Like the characters in this book, I also have two sisters. And, I was reading this book over the long holiday weekend in a southern home very similar to the beach home they stayed in for their holiday weekend--complete with porch swing and all. Setting and characters aside, or included, this story stirred up emotions in me which I thought were dormant or even non-existent.
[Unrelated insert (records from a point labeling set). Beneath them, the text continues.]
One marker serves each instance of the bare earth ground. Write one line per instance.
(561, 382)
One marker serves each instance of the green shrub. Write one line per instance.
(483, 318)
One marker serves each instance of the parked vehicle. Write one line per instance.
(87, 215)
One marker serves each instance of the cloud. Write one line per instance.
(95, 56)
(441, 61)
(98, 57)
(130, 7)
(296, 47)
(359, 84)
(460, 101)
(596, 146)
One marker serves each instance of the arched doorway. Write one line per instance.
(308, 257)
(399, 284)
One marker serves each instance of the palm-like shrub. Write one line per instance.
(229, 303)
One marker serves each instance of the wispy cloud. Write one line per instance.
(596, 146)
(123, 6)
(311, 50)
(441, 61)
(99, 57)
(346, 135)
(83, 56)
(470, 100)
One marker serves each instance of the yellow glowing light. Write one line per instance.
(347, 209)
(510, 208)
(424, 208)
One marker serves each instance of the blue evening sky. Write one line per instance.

It had me considering my relationship with my own sisters as well as other family relationships and friendships I hold dear.
As the title suggests, ultimately these sisters had been insincere with each other and actually with everyone else including they themselves their whole adult lives. Honestly, I kept mistaking the title of the book to be The Fine Art of Insecurity every time I glanced at the cover. Truly, that mistaken title is not too far off as well. Angela Hunt so creatively developed her theme and storyline with these sisters that the reader can sense that the one of the main reasons for each of their insincerity truly is their own insecurity.
This book is not only a good summer read because of its setting but is also a great wake up to facing the reality of life and relationships before it is too late. As is clearly portrayed in this book, we never know how little time we may have left to truly show our love to those who need it most.
Don't assume that because they are your family or lifelong friend(s) they know you love them. How have you shown them? Not how have you said it? How have your actions and unspoken words proven (or disproven) your love for them?
Trust me, I am preaching right back at myself with this one. Because of the wake-up call from this delightfully intrusive book, I pray I will make this the Summer of Love Lived Out toward my family and dear friends.